I didn’t sign up because I already have health care coverage.
However, I did go to the Obamacare website at healthcare.gov and put myself through the steps. I got to the point where I select a plan and click “buy.”
It worked ok for me.
I dunno. Maybe I didn’t go far enough with it.
Or maybe I have a magic touch.
What I did learn is that the premiums for health care are no bargain. If health insurance wasn’t affordable before Obamacare, it will become a major burden, at least for the middle class, after Obamacare. The premiums I was offered were actually higher than what my employer pays for my insurance.
I played with the numbers a bit, and if I had an income under $35,000 and a family of four with two children under 20, the premiums would become affordable. This is because the government pays a tax credit directly to the insurance company, which subsidizes the health insurance costs of the family. That’s part of where the huge increases in government spending come in.
Obamacare appears to be set up a lot like Medicare, except that Medicare actually is a big cost reducer for the citizen taxpayer. The best plan that I was offered also included the messiness of paying at least 10% of my health care costs out of pocket. Ten percent of the cost of treatment for cancer or something equally serious puts most people into bankruptcy territory.
Beginning in 2015, employers who offer health insurance are going to have to meet the coverage requirements of Obamacare. I imagine that will lead to considerable sticker shock for these employers and that many of them will stop offering health care to their employees.
That will push people who had previously had their health care subsidized by their employer into paying for their own costs through Obamacare.

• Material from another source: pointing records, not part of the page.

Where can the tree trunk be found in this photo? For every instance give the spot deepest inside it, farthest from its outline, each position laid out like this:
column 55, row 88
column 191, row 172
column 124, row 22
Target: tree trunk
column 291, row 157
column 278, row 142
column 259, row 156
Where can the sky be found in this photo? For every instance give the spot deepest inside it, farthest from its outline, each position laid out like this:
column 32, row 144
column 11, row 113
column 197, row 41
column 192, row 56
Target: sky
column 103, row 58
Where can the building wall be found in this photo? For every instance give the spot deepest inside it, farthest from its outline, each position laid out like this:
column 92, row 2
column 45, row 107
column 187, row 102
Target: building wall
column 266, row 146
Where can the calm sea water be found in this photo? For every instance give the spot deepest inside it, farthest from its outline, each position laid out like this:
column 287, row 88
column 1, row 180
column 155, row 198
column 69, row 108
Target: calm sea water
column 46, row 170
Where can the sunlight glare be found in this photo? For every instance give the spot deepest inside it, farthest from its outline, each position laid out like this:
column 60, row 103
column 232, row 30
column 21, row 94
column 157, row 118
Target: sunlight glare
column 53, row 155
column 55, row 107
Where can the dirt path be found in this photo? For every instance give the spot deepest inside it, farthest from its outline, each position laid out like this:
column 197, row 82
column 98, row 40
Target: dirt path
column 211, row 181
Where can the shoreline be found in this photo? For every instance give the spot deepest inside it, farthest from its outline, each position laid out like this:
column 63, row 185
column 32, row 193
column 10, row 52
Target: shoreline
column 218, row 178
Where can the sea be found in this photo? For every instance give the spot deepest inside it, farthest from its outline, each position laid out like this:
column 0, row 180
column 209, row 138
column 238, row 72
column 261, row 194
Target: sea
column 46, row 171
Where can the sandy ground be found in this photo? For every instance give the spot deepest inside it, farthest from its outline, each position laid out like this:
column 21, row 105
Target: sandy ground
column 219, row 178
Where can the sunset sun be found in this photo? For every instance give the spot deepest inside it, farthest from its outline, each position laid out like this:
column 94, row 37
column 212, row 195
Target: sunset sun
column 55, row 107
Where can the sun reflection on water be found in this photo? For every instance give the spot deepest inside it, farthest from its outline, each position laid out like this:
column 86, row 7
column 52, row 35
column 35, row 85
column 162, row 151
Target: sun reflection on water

Many of these people will earn enough money that they don’t qualify for the tax credit. They will face a sudden increase in expenditure for health care, and, based on what I saw on the web site, it won’t be a small one.
I am not talking about wealthy people. I mean households with a combined income of say, 90,000 dollars or more. These are people who have to make car and mortgage payments, deal with ever increasing costs in everything from gasoline to tuition, and who fall through all the cracks when it comes to getting help. Obamacare is going to squeeze them.
To summarize: I think Obamacare will be an expensive problem for both the middle class and the government. The people it will help the most are lower-income working couples with young children who make too much money to get other forms of aid and don’t get employer-sponsored health insurance.
I need to add a serious disclaimer to these conclusions in that this is a cursory take on a complicated program. Also, I went through the web site as an Oklahoman and Oklahoma has not set up health care exchanges. Maybe I got higher premiums because of that.
But my takeaway from visiting the web site is that, yes, I at least can use the web site, and, yes, I think Obamacare itself has serious flaws regarding costs to the taxpayer, both in terms of coverage and the costs to our government.